The “Basketball-ization” Of Other Sports

It’s impossible to talk about basketball without landing on its phenomenon beyond the court.

The sport is embedded in culture:

  • Wearing Jordan’s as dress shoes
  • Entire social media accounts dedicated to hoop fashion
  • College students rocking mesh basketball jerseys at parties
  • Football teams having Jordan (a basketball player) as their sponsor.
jordan brand football teams

Basketball profoundly impacts various areas of society — music, art, and fashion along with being a powerful platform for social and community development.

And other sports (like soccer) are looking to tap into this power.

Let’s Dive In 👇

Social and Cultural

Basketball is great because it welcomes everyone to participate — regardless of size, color, social class, or belief.

Our championship season at Boston University featured players from 12 different states with every race and region of the world represented.

boston university march madness team

Other basketball and culture synergies:

  1. Urban art — graffiti walls serving as backdrops at streetball games.
  2. Players using their platforms for change — addressing social issues and giving back to their communities through charitable work.
  3. Hip-hop music — artists often make references to basketball and its players in their songs.
  4. Iconic films — such as “White Men Can’t Jump,” “Space Jam,” and “Coach Carter.”
    iconic basketball movies
  5. Signature shoes — Air Jordans have reached iconic status and are sought after by sneaker enthusiasts worldwide.
  6. Streetwear fashion — basketball players and their unique styles serve as inspiration for urban fashion trends.

And wrapping it off…

In 2015, the University of Michigan became the first football team to wear Jordan gear (followed by Oklahoma, Florida, UCLA, and Howard).

Other Sports Adopting Basketball

Allen Iverson began using a basketball sleeve during the 2000-01 season due to bursitis in his right elbow.

Fans started wearing the sleeves as a fashion statement, and by 2008, the sleeves were the most popular non-apparel items sold by the league.

Now you see them in nearly every other sport.

athletes wearing shooting sleeves

The same thing happened with tights many years before…

The first wave is attributed to Jerry Stackhouse, a vocal fan of the health benefits of tights (warmer muscles).

athletes wearing tights

The trend was quickly squashed by a league-wide ban on full-length tights (and reversed not long after).

Basketball sets many trends — in both culture and in other sports.

Access Is Key

One of the reasons basketball has spread so rapidly across the States is because of how accessible it is.

Raw estimates suggest that 75-80% of Americans can walk to a basketball hoop.

The sport does not require a ton of players or equipment (play solo or up to 5on5). Alternative versions of the game like streetball have emerged at this intersection.

streetball in rucker park

For other sports to keep growing in the States…they need to become more democratic, urban, and less expensive to play.

Using soccer as an example….

That means more streetball such as futsal and versions of the game you see in South America and Europe.

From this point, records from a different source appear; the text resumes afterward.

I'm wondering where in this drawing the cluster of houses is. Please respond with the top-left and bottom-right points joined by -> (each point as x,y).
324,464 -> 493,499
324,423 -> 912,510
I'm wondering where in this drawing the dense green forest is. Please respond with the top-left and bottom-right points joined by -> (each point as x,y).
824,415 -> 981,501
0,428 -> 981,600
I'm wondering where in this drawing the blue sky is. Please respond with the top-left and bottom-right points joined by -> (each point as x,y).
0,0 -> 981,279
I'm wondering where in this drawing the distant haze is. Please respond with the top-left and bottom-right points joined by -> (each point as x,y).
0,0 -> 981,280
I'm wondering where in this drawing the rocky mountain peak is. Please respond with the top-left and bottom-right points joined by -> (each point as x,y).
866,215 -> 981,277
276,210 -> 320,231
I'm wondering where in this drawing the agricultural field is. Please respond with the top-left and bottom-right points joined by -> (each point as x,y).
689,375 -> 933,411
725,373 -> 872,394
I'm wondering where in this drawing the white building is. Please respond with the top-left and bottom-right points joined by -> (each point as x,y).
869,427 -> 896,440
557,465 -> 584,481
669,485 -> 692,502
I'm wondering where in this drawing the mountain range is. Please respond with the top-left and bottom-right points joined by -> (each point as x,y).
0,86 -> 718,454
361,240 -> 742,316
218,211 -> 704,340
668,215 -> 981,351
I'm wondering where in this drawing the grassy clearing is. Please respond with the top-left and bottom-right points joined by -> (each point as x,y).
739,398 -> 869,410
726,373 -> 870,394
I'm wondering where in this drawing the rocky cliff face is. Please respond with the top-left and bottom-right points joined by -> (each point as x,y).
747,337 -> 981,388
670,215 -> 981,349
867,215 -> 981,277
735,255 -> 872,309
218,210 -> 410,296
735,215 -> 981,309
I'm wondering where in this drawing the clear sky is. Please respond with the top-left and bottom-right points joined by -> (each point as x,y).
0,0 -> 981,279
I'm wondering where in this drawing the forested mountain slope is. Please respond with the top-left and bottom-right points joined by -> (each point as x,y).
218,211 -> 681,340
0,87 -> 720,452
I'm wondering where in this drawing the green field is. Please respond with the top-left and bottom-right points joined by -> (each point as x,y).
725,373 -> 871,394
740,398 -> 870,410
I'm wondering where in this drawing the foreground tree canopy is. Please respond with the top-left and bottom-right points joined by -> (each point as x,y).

Several factors are working in favor of this:

  • The U.S. Soccer Federation plans to build 1,000 mini-pitches across the country by 2028.
  • By the year 2060, over 1 in 4 Americans are likely to be Latino.
  • 7vs7 soccer tournament with a $1M prize is helping expand the game.
youth soccer

There’s a real chance for soccer to shape culture, music, and fashion — just like basketball did over the years.

Soccer 3.0

This timeline illustrates the waves perfectly…

  • Soccer 1.0 was the North American Soccer League with players like Pele introducing the game to America.
  • Soccer 2.0 was the 1994 U.S. World Cup and the launch of the MLS in 1996. This led to David Beckham, more stadiums being built, and the rise of the USL.
  • Soccer 3.0 is what is coming with Copa America, 2026 World Cup, 2028 LA Olympics, and even a potential Women’s World Cup on U.S. soil.

The question becomes…

Will soccer hit its peak during this time? Or will it break through to become a top 3 sport in America?

Looking Ahead

Basketball has had several advantages versus other sports:

  • Golf and hockey are expensive.
  • Baseball and football require several pieces of equipment, players, and large swaths of real estate.
  • Tennis courts are pretty much nonexistent in poor neighborhoods.
  • And soccer is in the early stages of catching on in America.
soccer fashion and culture

We’ll know the “soccer wave” is here when we see more Messi jerseys at college frat parties and indoor soccer shoes being worn for fashion.

I think there are massive opportunities for those (especially in marketing) that can bridge the gap between corporate and culture.